When I was a junior in college, I remember excitedly telling my advisor and mentor, Carol Fadda, who is an Arab American professor of English at Syracuse, that while doing research for my undergraduate thesis, I had started reading this bridge we call home. I remember I told her how exhilarating it was to be reading this collection of writings by primarily women of color feminist scholars, including Muslim and Arab American feminists, and how I felt like I was reading my own experiences within its pages – a rare feeling for me, since at that time I hadn’t come across many feminist texts that centered women of color or that I felt I could relate to. And I remember Carol growing emotional as well, telling me that it was moving for her to see me find this book and these essays, because she herself could remember first coming across this book (and the original collection, This Bridge Called My Back) and feeling that same sort of excitement, that same sort of comfort of knowing you are not alone. Several of the contributors to this bridge we call home also mention what the original collection meant to them when they first encountered it: Renée M. Martínez refers to it as having the impact of a mother, a sister, a compañera; and one of the editors, AnaLouise Keating, writes of her first encounter with This Bridge Called My Back as a kind of coming home.I bring up this anecdote because to me, this is one of the most powerful aspects of feminist scholarship, and this is what the Living West as Feminists project is fundamentally about – creating a space for feminists to come home to by talking, reading, and writing about our complex relationships to feminism and to place, and reflecting on our relationships with each other. Creating feminist rest areas, to use the term Dr. Comer has used on this blog.

Before I started this internship early in the summer, I had been nervous about spending two months working entirely from home, just sitting in front of my computer. I started my PhD in Fall 2020, so I was already exhausted from having done a whole year, my very first year of graduate studies, fully online, without the kind of in-person community of peers that had been so important for me in my undergraduate years. And now, here I was, about to start an internship where my tasks were primarily transcribing interviews, sending emails, organizing files, and website management – all done from home.

What I’ve come to realize as summer draws to a close is that Living West as Feminists has been able to cultivate a community of its own. Rather than feeling isolated during this summer, I found myself a part of a network of feminist scholars who are willing to connect their academic or professional work to their lived experiences, who approach concepts like feminism, settler colonialism, migration, borders as not only theoretical or academic topics, but as frameworks that tangibly shape or have shaped their lives.

As much as we talk about lived experience in academia, it’s still difficult to move away from the idea that real expertise somehow requires an impersonal, unbiased, objective approach to the theoretical concepts we study.
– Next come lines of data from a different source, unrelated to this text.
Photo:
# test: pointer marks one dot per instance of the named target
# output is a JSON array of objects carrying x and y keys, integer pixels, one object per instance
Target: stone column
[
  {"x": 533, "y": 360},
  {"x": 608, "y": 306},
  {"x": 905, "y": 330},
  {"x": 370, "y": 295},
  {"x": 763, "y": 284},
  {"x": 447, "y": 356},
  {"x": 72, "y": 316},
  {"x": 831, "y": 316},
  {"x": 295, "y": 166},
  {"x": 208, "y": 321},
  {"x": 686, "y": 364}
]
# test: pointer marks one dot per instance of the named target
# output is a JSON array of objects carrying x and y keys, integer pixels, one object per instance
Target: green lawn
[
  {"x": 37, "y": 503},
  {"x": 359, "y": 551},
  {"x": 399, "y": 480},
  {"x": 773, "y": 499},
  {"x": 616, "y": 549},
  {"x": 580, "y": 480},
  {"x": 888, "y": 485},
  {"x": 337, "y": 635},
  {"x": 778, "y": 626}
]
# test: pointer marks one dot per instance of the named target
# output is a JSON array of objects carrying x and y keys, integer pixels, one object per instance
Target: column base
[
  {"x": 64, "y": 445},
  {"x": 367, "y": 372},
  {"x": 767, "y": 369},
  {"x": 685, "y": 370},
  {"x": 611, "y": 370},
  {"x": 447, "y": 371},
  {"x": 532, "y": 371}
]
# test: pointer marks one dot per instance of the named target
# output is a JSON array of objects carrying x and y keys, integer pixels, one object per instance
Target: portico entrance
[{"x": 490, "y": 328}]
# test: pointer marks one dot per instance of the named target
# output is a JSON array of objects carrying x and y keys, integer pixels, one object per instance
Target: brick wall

But in the feminist rest area that all the people involved in Living West as Feminists have collectively created, the personal stakes of feminist theory and settler colonialism studies are made clear, and relationality, not some kind of distanced objectivity, is the defining feature of the project. Going into the second year of my graduate studies with all the surrounding uncertainty about how “normal” the academic year will be, not to mention the ever-present realization about the dire state of the job market and the humanities in general, it is communities like the one we have collectively built this summer through LWAF that provide me with a sense of comfort, and convince me of the possibility of creating something that people can come home to.